Where we are using base 10 because the right side has a base 10 logarithm.

Therefore we get:

$\frac{1}{log{2008}}log{(x - 3)} + \frac{1}{log{2009}}log{(x - 3)} = 3 - log{(x^5 - 24)}$

Where:

$log{2008} = 3.203$

and

$log{2009} = 3.203$

(They are very close together, where the first difference is in the ten thousandths place.)

So we get:

$0.31223log{(x - 3)} + 0.31223log{(x - 3)} = 0.31223(log{(x - 3)^2})$

$0.62446log{(x - 3)} = 3 - log{(x^5 - 24)}$

There's really not an easy way to solve this, so I'm going to make the following approximation:

$0.62446 \approx \frac{2}{3}$

$log{(x - 3)^{\frac{2}{3}}} = 3 - log(x^5 - 24)$

$log{(x - 3)^{\frac{2}{3}}} + log(x^5 - 24) = 3$

$log{(x - 3)^{\frac{2}{3}}(x^5 - 24)} = 3$

$(x - 3)^{\frac{2}{3}}(x^5 - 24) = 10^3$

$\sqrt[3]{x^5 - 24} = \frac{10}{(x - 3)^2}$

$(x^5 - 24) = \frac{1000}{(x - 3)^5}$

$(x^5 - 24)(x + (-3))^5 = 1000$

$(x^5 - 24)(x^5 - 15x^4 + 90x^3 - 270x^2 + 405x - 243) = 1000$

$x^{10} - 15x^9 + 90x^8 - 270x^7 + 405x^6 - 267x^5 + 360x^4 - 2160^3 + 6480x^2 - 9720x + 4832 = 0$

You get:

$x = 4$

To verify:

$
\frac{\log{1}}{log{2008}}+ \frac{\log{1}}{log{2009}} = 3 - \log\left(1000\right)
$

$0 + 0 = 3 - 3 = 0$

And there you go.

3. $
\sqrt[3]{x^5 - 24} = \frac{10}{(x - 3)^2}
$
How did you get from that to the step below?
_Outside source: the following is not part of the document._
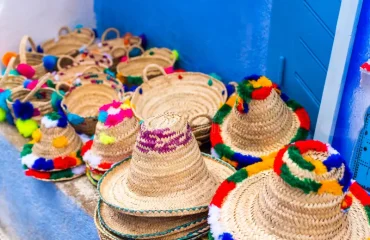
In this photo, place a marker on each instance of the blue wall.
(355, 100)
(226, 37)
It just doesn't make any sense...

$
(x^5 - 24) = \frac{1000}{(x - 3)^5}
$

4. All I did was cube both sides, and since cubing anything keeps the sign it currently has, I didn't need a plus or minus, but you are right, I was a power off:

$
\sqrt[3]{x^5 - 24} = \frac{10}{(x - 3)^2}
$

$(\sqrt[3]{x^5 - 24})^3 = \left(\frac{10}{(x - 3)^2}\right)^3$

Evaluated, it equals:

$(x^5 - 24) = \frac{10^3}{((x - 3)^2)^3} = \frac{1000}{(x - 3)^6}$

But nonetheless, 4 is still the answer.

5. It's interesting that you get the correct answer despite making an error...
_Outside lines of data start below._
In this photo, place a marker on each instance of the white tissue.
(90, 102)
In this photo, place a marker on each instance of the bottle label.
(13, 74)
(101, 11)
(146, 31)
6. Just to clarify: $x=4$ is a solution. There can't be any other solutions because the LHS is strictly increasing but RHS is strictly decreasing because the fuction $\log_bx$ is stricly increasing if $b>1$ ( $x>0$).

7. With equations have orders that high, there are very few differences. As a matter of fact, with the equation that I had before(the wrong one), it had all of its roots at (4,0).

Just for fun:

$(x + (-3))^6$

$= x^6 - 18x^5 + 135x^4 - 540x^3 + 1214x^2 - 1458x + 729$

Now if we take $(x^5 - 24)$ and multiply we get:

$x^{11} - 18x^{10} + 135x^9 - 540x^8 + 1214x^7 - 1482x^6 + 1161x^5 - 3240x^4 + 12960x^3$ $\ - 29136x^2 + 34992x - 17496 = 1000$

$x^{11}- 18x^{10} + 135x^9 - 540x^8 + 1214x^7 - 1482x^6 + 1161x^5 - 3240x^4 + 12960x^3$ $\ -29136x^2 + 34992x - 18496 = 0$

And that also yields 4 as it's only zero.